Complying with the state’s new prevailing-wage reporting law is coming at heavy costs to contractors throughout Wisconsin.
Under the state’s new prevailing-wage law, contractors are required to file monthly reports that detail prevailing-wage payments on any public works project valued at $25,000 or more. The spreadsheet the state Department of Workforce Development wants contractors to complete was finalized in January.
Gregory Reesman Jr., president of Burlington-based Reesman’s Excavating & Grading Inc., said his company will need to update its software before it can satisfy the state’s requirements. In addition to completing the programming, he said, the company probably will have to hire someone to process all the payroll reports at a time when most companies are cutting back hours and employees.
“It’s going to cost us tens of thousands of dollars,” he said.
Janesville-based Carroll Electric will have its reports in by the state’s Feb. 7 due date, but the hours spent trying to understand and finish the reports are estimated to have cost the company about $1,000, said branch supervisor Frank Synowski.
And in the Fennimore office of H and N Plumbing & Heating Inc., payroll administrator Mandy Henkel said she has spent six hours this week trying to understand the state’s DWD reporting spreadsheet. Those six hours, she said, mean she has put off other work, and as of Thursday, she had not finished the report. The time she has lost this week alone, Henkel said, will probably cost the company more than $100.
“I’m feeling the pressure,” she said. “You want to comply with the law, but you have to weave around the DWD Web site to get what you’re looking for. Even when you get there, there’s still no method of questioning what they’re looking for. There’s no phone number to call.
“I sent an e-mail and got an automated response that someone would get back to me within three business days.”
Henkel sent the e-mail Wednesday and, as of Thursday, still was waiting for a response.
Despite a court order issued Thursday that prevents the state from penalizing or fining companies while the law is under Dane County Circuit Court review, DWD still wants contractors to comply with reporting and meet the Feb. 7 deadline for the first report. Dane County Circuit Court Judge John Markson is expected to make his ruling April 19.
DWD spokesman Dick Jones said the department is working with contractors as best it can to guide them through a 50-field spreadsheet made available last month.
That’s little consolation to contractors, Synowski said.
“This whole thing is a debacle,” he said. “It’s a total disaster. DWD didn’t do their due diligence.”
Synowski said the DWD last year failed to publicize the impending changes and instead left it to contractors to dig through the almost 700-page state budget to prepare.
Even though the state budget carrying the prevailing-wage law changes was signed by Gov.

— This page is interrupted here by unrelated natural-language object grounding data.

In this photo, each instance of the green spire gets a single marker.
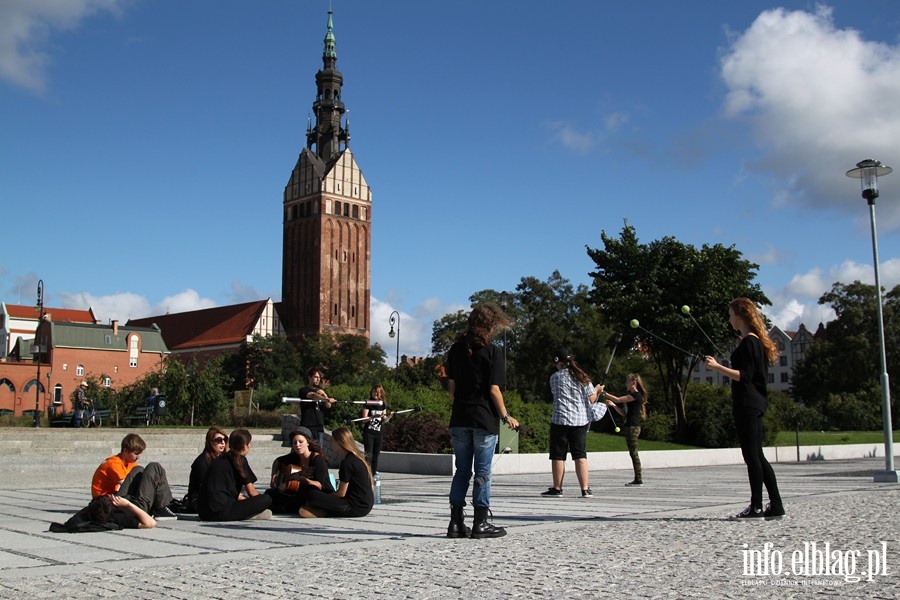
(329, 39)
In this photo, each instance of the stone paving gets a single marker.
(667, 539)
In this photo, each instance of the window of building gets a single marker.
(132, 350)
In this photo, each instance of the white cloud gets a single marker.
(25, 30)
(819, 100)
(182, 302)
(120, 307)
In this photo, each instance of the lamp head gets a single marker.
(868, 171)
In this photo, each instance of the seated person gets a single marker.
(227, 493)
(354, 496)
(106, 513)
(296, 473)
(216, 444)
(120, 475)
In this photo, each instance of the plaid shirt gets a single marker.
(571, 405)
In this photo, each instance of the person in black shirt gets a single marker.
(476, 371)
(354, 496)
(750, 397)
(315, 403)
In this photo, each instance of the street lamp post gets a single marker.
(395, 318)
(867, 172)
(39, 307)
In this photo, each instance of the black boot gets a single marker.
(481, 528)
(457, 527)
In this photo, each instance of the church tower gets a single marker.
(326, 254)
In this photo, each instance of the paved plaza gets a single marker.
(667, 539)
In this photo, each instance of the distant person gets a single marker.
(297, 473)
(376, 411)
(315, 402)
(476, 371)
(120, 475)
(354, 496)
(749, 373)
(215, 444)
(635, 411)
(227, 493)
(573, 395)
(79, 403)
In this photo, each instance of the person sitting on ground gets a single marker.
(227, 493)
(216, 443)
(147, 487)
(354, 496)
(106, 513)
(297, 472)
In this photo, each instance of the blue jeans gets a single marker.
(473, 449)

Jim Doyle in June, Henkel said she did not even know about the changes until late December.
“And now I’m struggling with this at this time of the year,” she said, “when I also have to be working on year-end and quarterly reports.”
Jones did not comment on the contractors’ timing complaints and instead pointed to a prepared statement that says the department anticipated a period of adjustment and will continue to help struggling contractors.

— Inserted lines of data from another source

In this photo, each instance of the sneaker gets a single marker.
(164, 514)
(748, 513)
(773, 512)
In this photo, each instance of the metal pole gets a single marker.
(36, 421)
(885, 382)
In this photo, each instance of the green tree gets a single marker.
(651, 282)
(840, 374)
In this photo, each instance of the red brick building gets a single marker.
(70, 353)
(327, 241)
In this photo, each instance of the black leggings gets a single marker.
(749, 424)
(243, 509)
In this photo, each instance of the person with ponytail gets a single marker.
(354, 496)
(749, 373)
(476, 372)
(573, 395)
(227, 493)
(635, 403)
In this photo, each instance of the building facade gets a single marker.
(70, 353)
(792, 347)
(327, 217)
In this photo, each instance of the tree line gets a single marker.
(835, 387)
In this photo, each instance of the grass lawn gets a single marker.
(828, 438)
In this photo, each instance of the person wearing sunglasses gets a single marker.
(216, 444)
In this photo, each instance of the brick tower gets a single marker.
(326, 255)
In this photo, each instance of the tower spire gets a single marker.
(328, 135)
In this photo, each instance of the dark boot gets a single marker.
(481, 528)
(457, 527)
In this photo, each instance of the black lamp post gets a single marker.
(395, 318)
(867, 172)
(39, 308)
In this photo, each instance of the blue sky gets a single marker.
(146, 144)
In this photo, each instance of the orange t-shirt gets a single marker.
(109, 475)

The circuit court review is the result of a request for an injunction filed last week by the Associated Builders & Contractors of Wisconsin Inc. The organization argues the 50 fields of information required by DWD go too far beyond the state budget’s four reporting requirements: contractor name, the type of work performed by every employee on a prevailing-wage project, an accurate record of all hours worked and the wages paid for that work.
One of the ironies of the reporting, said ABC Vice President John Mielke, is that the 50 fields still will not get the department an accurate read on whether prevailing-wage law is being followed. Calculating the prevailing-wage rate against hours worked and wages paid, he said, is not enough.

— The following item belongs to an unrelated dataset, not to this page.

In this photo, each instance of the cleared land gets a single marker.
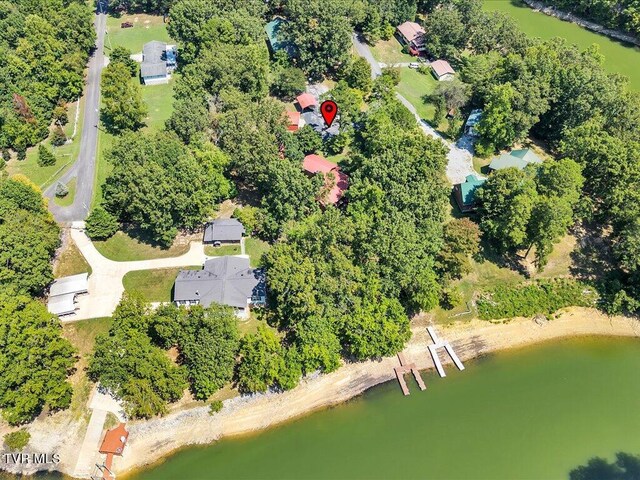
(122, 248)
(155, 285)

“You might be working on a prevailing-wage job and private job in the same week,” he said. “You might be an apprentice receiving more than the prevailing-wage rate. There are different ways to legally calculate overtime. There are classification issues — what if you’re listed as a carpenter, but the work you’re doing on a job isn’t carpentry?
“This form isn’t sufficient.”
It’s also running up construction company costs at an inopportune time, Reesman said.
“Nobody can afford these extra costs,” he said. “They had seven months to figure this out. Now, basically, contractors have five days to reprogram their system, figure out the new spreadsheets, run tests and file. The administrative burden is so extensive.”